UT Dallas Leads $2.2 Million Effort to Build
Secure Information Grid for the U.S. Air Force
Aug. 12, 2008
Computer scientists at UT Dallas are leading a $2.28 million project to create a seamless, secure, interconnected information environment that meets the needs of everyone in the U.S. Air Force – from combat pilots to CPAs.
Funded by the Air Force Office of Scientific Research, the four-year project employs so-called grid computing, an approach designed to help integrate information from a diverse grid of computers, sensors, databases and other information sources.
But the security of such grids hasn’t received nearly enough attention, according to Dr. Bhavani Thuraisingham, director of the UT Dallas Cyber Security Research Center and the project’s principal investigator.
“This project represents the first comprehensive multi-university collaborative effort in investigating security issues for grid computing, including storage, information management and collaboration tools for sensitive data,” she said.
“While many companies are involved in grids, their security model is often not capable of handling the complexity the Air Force deals with, which includes heterogeneous data and diverse partners with different clearances,” she said. “Comprehensive policies for data sharing are extremely critical, and this project should provide fundamental insights into that.”
Balancing the need for information access with the demands of information security is the thorniest task before researchers, she added.
“The most challenging part of the project is to ensure the information grid is secure and at the same time ensure information is managed, shared and disseminated efficiently,” she said.
In addition to addressing an array of security issues, the project will incorporate into the information grid several forms of information that are particularly important to Air Force personnel, including geospatial information (such as maps and satellite photography), intelligence analysis and data from distributed sensors.
Sen. John Cornyn was instrumental in securing funding for the project, which is part of a successful effort by UTD’s Erik Jonsson School of Engineering and Computer Science to develop strong partnerships and collaborations with industry, other universities and a long list of government agencies, Dr. Thuraisingham said.
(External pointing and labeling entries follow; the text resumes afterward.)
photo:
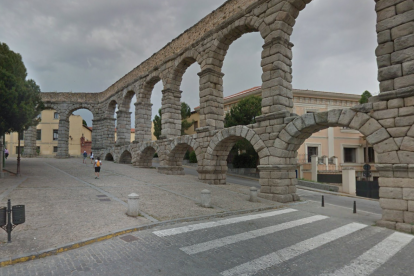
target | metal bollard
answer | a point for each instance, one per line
(253, 194)
(133, 205)
(205, 198)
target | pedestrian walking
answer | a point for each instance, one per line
(97, 165)
(85, 154)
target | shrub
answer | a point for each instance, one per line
(193, 157)
(244, 160)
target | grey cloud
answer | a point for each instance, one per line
(88, 45)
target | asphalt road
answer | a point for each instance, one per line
(366, 205)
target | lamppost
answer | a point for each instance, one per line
(6, 222)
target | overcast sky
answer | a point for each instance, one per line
(87, 45)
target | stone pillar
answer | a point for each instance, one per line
(63, 139)
(171, 113)
(348, 181)
(30, 142)
(277, 96)
(143, 122)
(314, 169)
(123, 127)
(278, 183)
(107, 128)
(397, 196)
(211, 99)
(335, 160)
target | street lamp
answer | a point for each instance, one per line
(19, 217)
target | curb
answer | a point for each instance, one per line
(78, 244)
(333, 193)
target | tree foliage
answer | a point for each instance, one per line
(365, 96)
(20, 101)
(244, 112)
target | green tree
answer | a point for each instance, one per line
(244, 112)
(365, 96)
(157, 124)
(20, 101)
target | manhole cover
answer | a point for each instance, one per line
(128, 238)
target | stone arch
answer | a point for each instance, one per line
(172, 159)
(125, 157)
(109, 157)
(145, 154)
(214, 166)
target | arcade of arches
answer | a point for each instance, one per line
(386, 121)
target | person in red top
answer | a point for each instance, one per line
(97, 166)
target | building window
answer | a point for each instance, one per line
(55, 135)
(349, 155)
(371, 155)
(312, 151)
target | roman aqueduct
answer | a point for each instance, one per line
(387, 120)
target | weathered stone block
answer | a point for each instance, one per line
(395, 193)
(394, 204)
(403, 227)
(378, 136)
(398, 131)
(408, 217)
(408, 193)
(370, 127)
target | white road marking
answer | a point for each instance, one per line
(253, 267)
(200, 226)
(201, 247)
(371, 260)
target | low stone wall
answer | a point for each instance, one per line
(319, 186)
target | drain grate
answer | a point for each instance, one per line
(129, 238)
(104, 199)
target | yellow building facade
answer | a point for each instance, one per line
(47, 135)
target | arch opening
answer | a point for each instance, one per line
(126, 158)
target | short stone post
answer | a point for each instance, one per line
(335, 160)
(205, 198)
(314, 160)
(348, 181)
(133, 205)
(253, 194)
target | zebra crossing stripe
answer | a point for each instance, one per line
(201, 247)
(253, 267)
(206, 225)
(368, 262)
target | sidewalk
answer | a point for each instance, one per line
(66, 204)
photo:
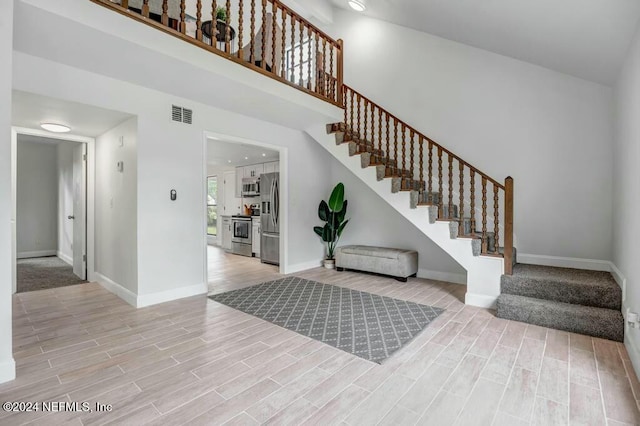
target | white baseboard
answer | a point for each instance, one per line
(117, 289)
(480, 300)
(7, 370)
(292, 269)
(565, 262)
(40, 253)
(169, 295)
(620, 279)
(631, 336)
(65, 258)
(450, 277)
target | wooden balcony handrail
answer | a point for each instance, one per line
(391, 145)
(284, 46)
(436, 144)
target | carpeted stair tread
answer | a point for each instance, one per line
(567, 285)
(589, 320)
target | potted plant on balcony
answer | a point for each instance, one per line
(333, 214)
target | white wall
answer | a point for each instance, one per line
(7, 365)
(375, 222)
(551, 132)
(116, 201)
(37, 199)
(65, 200)
(626, 193)
(170, 156)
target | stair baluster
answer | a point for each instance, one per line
(145, 8)
(395, 147)
(364, 139)
(301, 52)
(240, 27)
(379, 133)
(461, 206)
(227, 31)
(473, 202)
(183, 16)
(430, 173)
(252, 41)
(421, 168)
(484, 216)
(411, 161)
(496, 220)
(165, 15)
(450, 212)
(440, 197)
(309, 43)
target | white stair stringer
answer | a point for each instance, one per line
(483, 272)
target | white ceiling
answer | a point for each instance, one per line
(29, 110)
(584, 38)
(231, 154)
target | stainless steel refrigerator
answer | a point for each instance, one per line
(270, 218)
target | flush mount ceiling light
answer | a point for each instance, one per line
(357, 5)
(55, 128)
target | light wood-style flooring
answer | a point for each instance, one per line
(197, 362)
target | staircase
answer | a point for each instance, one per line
(579, 301)
(575, 300)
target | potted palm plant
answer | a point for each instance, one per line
(333, 213)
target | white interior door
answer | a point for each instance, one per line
(79, 215)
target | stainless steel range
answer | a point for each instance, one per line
(241, 236)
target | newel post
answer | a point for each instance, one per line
(508, 225)
(341, 72)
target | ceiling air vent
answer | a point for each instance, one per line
(181, 115)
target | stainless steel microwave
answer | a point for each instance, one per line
(251, 187)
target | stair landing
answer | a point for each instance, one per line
(575, 300)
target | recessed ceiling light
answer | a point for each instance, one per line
(357, 5)
(56, 128)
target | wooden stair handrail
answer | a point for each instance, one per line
(324, 82)
(420, 134)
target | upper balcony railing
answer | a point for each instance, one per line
(264, 35)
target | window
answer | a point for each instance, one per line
(297, 60)
(212, 205)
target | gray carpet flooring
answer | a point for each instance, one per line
(41, 273)
(367, 325)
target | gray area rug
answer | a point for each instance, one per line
(367, 325)
(40, 273)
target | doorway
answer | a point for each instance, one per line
(50, 210)
(239, 254)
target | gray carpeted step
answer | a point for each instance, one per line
(578, 286)
(597, 322)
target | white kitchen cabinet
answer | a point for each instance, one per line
(226, 233)
(254, 170)
(271, 167)
(255, 237)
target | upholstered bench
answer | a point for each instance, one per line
(381, 260)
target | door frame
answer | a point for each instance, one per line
(89, 194)
(283, 152)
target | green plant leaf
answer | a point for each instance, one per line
(341, 228)
(336, 200)
(323, 211)
(326, 233)
(342, 213)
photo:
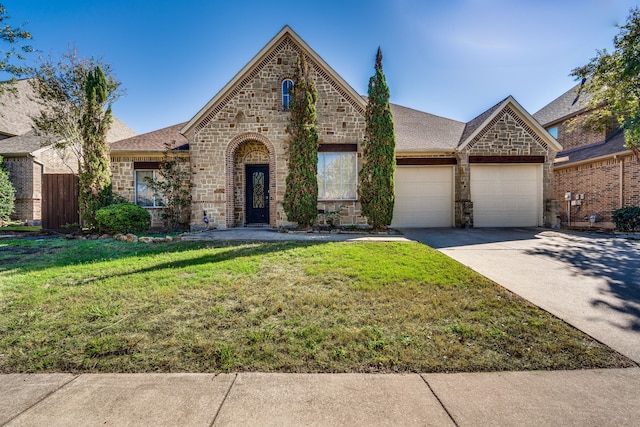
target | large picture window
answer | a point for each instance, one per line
(144, 194)
(337, 176)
“We are becoming a top-tier institution in areas such as data security and knowledge discovery,” she said. “We are also introducing novel new courses on topics such as cloud computing that address the needs of government, industry and academia alike.”
In the past three years, her team has won grants totaling more than $8 million from agencies such as the Air Force Office of Scientific Research, the Intelligence Advanced Research Projects Activity, the National Science Foundation, NASA and the National Geospatial Intelligence Agency.
“We have also formed a strong partnership with corporations such as Raytheon,” she added. “Our goal is to solve problems in both cyber security and national security that are critical to the nation.”
Jonsson School researchers are teaming with researchers from the UT Arlington and Purdue University on the secure information grid project, with nearly $1.4 million of the funding coming to UT Dallas, whose team includes computer science professors I-Ling Yen, Latifur Khan, Murat Kantarcioglu, B. Prabahakaran and Kevin Hamlen.